To exercise any of these rights, contact us at administrator@cognitivestandards.org. We will respond within 30 days (or within the timeframe required by applicable law).

8. Cookie Policy

We use the following categories of cookies and similar technologies on our Service:

8.1 Strictly Necessary Cookies

These cookies are essential for the website to function. They include session management and security tokens. You cannot opt out of these cookies as the Service cannot function without them.

8.2 Functional Cookies

These cookies remember your preferences and test session state. They are not used for tracking or advertising purposes.

8.3 Analytics Cookies

We may use analytics tools (such as Google Analytics in anonymised mode) to understand how visitors interact with our Service. IP addresses are anonymised before processing. You may opt out of analytics cookies at any time through our cookie consent manager or by using browser opt-out tools.

8.4 Third-Party Cookies

Stripe may set cookies when you proceed to payment. These are governed by Stripe's own cookie policy.

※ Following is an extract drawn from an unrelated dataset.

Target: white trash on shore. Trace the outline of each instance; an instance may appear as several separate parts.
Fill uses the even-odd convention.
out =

You can manage or delete cookies at any time through your browser settings. Note that disabling cookies may affect the functionality of our Service.

9. Data Security

We implement appropriate technical and organisational measures to protect your personal data against unauthorised access, disclosure, alteration, or destruction. These measures include:

  • HTTPS/TLS encryption for all data transmitted between your browser and our servers.
  • Access controls limiting data access to authorised personnel only.
  • Regular security reviews of our systems and third-party processors.
  • No storage of payment card data on our servers (handled exclusively by Stripe's PCI-DSS compliant infrastructure).

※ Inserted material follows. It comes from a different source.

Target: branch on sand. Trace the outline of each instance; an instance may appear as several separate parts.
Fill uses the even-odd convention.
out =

In the event of a personal data breach that poses a risk to your rights and freedoms, we will notify the relevant supervisory authority within 72 hours and affected individuals without undue delay, as required by law.

10. Children's Privacy

Our Service is not directed at children under the age of 16. We do not knowingly collect personal information from children under 16. If you believe we have inadvertently collected information from a child under 16, please contact us immediately at administrator@cognitivestandards.org and we will take prompt steps to delete that information.

11. International Data Transfers

Your personal data may be processed in countries outside your country of residence, including countries that may not provide the same level of data protection as your home jurisdiction. Where we transfer data internationally, we implement appropriate safeguards including:

  • Standard Contractual Clauses (SCCs) approved by the European Commission.
  • Adequacy decisions issued by relevant data protection authorities.
  • Binding Corporate Rules or equivalent protections, where applicable.

12. No Sale of Personal Data

We do not sell, rent, trade, or otherwise monetise your personal data to or with any third party for commercial purposes. Your data is used solely to provide the Service and deliver your purchased results report.

13. Changes to This Policy

We may update this Privacy Policy from time to time to reflect changes in our practices, technology, legal requirements, or other factors. We will notify you of material changes by posting the updated policy on this page with a revised "Last updated" date. For significant changes, we may also notify you by email if we hold your email address.

We encourage you to review this policy periodically. Your continued use of the Service after the posting of changes constitutes your acceptance of the updated policy.

14. Contact Us

If you have questions, concerns, or requests regarding this Privacy Policy or our data practices, please contact our Privacy Officer:

Privacy Officer — Cognitive Standards Institute

Email: administrator@cognitivestandards.org

Subject line: Privacy Enquiry

You also have the right to lodge a complaint with your local data protection supervisory authority. In the EU, your national DPA can be found at edpb.europa.eu. In the UK, this is the Information Commissioner's Office (ICO) at ico.org.uk. In Australia, contact the OAIC at oaic.gov.au.